In an interview with The New Yorker, Mika Levi describes how she was struck mute during a two-hour segment on an internet radio show that she was guest hosting. Instead of beguiling listeners with her wit and charm, she diverted attention to the music and the music only. This moment is telling of her aversion to the spotlight. She’s an awkward interviewee and it’s blatant both from reading the interview and from the interviewer constantly noting how awkward she is.
In spite of this quietness, her music is making a loud entrance in the film world, after already having gained some momentum in the alternative/electronica circuit. She did not actively seek to work in film but her contribution to 2013’s Under The Skin lifted her out of obscurity and landed her a spot on many top film score lists. She seems to be a natural fit. A haunting mix of low thuds, feverish high-pitched screechings and an overriding sense of something other, the score she created for Jonathan Glazer’s film was one of the key elements that made it such a success.
At the beginning of April, I watched Under The Skin at the Southbank with a live orchestra playing Levi’s score. Before the film, Glazer and Levi both graced the stage to take part in a Q&A. Unlike the nervous character that The New Yorker observed, Levi appeared instantly likeable and open. Seemingly nonplussed by the epic scene in front of her (you can fit 2,900 people in that place…), she came across as casual and funny. Whilst others may have become rigid and practised in their interaction with the audience, she, I suspect, became a larger version of herself.

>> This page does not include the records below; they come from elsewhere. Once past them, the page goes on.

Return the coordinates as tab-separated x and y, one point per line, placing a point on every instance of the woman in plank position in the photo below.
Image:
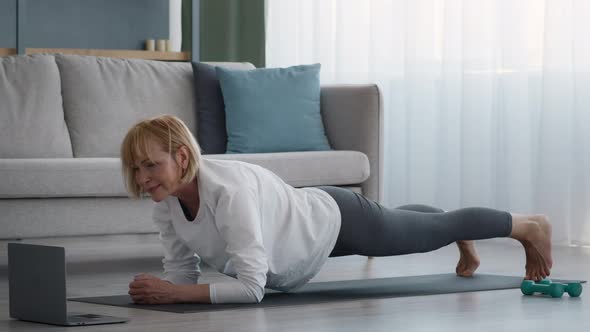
244	221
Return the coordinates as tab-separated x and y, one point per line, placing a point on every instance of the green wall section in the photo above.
232	30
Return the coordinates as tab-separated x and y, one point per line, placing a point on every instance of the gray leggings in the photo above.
370	229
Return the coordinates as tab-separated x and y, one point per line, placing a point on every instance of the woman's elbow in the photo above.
256	294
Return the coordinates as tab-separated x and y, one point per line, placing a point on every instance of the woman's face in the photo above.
160	176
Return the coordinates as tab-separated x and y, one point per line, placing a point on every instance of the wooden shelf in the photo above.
7	51
122	54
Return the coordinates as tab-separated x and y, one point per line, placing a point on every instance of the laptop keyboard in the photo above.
84	316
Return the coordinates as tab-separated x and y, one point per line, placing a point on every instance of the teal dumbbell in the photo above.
529	287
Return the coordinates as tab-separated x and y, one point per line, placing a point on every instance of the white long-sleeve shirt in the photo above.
251	226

When asked what music she would recommend others to listen to she offered nothing, stating that she doesn’t really listen to music. When asked to describe whey she’d positioned the orchestra the way she had, she responded instinctively. It just made sense.It was really satisfying to see someone like Levi on stage of the Royal Festival Hall giving earnest answers to a respectful room. It made it clear that there is room for all sort of artists in the arts industry that is so frequently criticised for only supporting those affluent enough to ride out the cost of training. Levi trained at Guildhall and was raised by two musicians, it’s not a huge stretch that she now fids herself to be a successful, working musician, but there is something undeniably charming about the sort of artist she is being in the sort of room that the Royal Festival Hall is.

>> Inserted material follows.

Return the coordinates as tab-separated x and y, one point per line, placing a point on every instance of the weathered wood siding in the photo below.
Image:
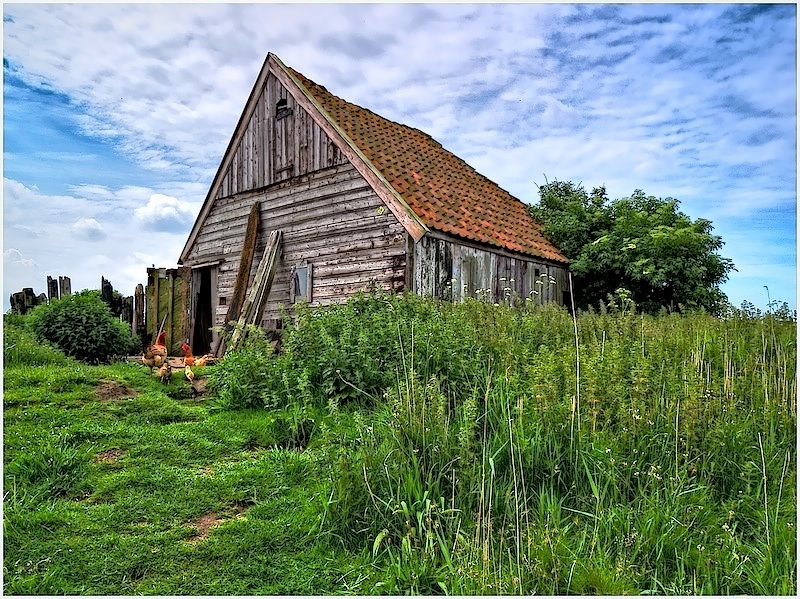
330	219
451	270
277	145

Jackie is another instance of Levi impressing the film world with her distinct sounds. She credits director Pablo Larraín for placing her score in the unexpected moments that it pops up in the film, like an omniscient horror-esc track being played over the funeral scene, a scene which Levi had intended to be matched with something more ‘emotional.’ Whoever the driver was, the music in Jackie injects the film with a surreal-like quality that helps evoke the displacement that Jackie would have felt in the wake of her husband’s murder. It’s astonishing and the Academy agreed, giving Levi a nomination She’s only the fifth woman in the Academy’s history to be nominated for Best Original Film Score, there had not even been a female nominee in the 16 years previous to Levi. The more visible Levi becomes, the more fathomable it becomes for other young women to consider a career like hers.
She’s only the fifth woman in the Academy’s history to be nominated for Best Original Film Score. More shockingly, in the 16 years previous to Levi, there had not been a single female nominee. The more visible Levi becomes, the more fathomable it becomes for other young women to consider a career like hers.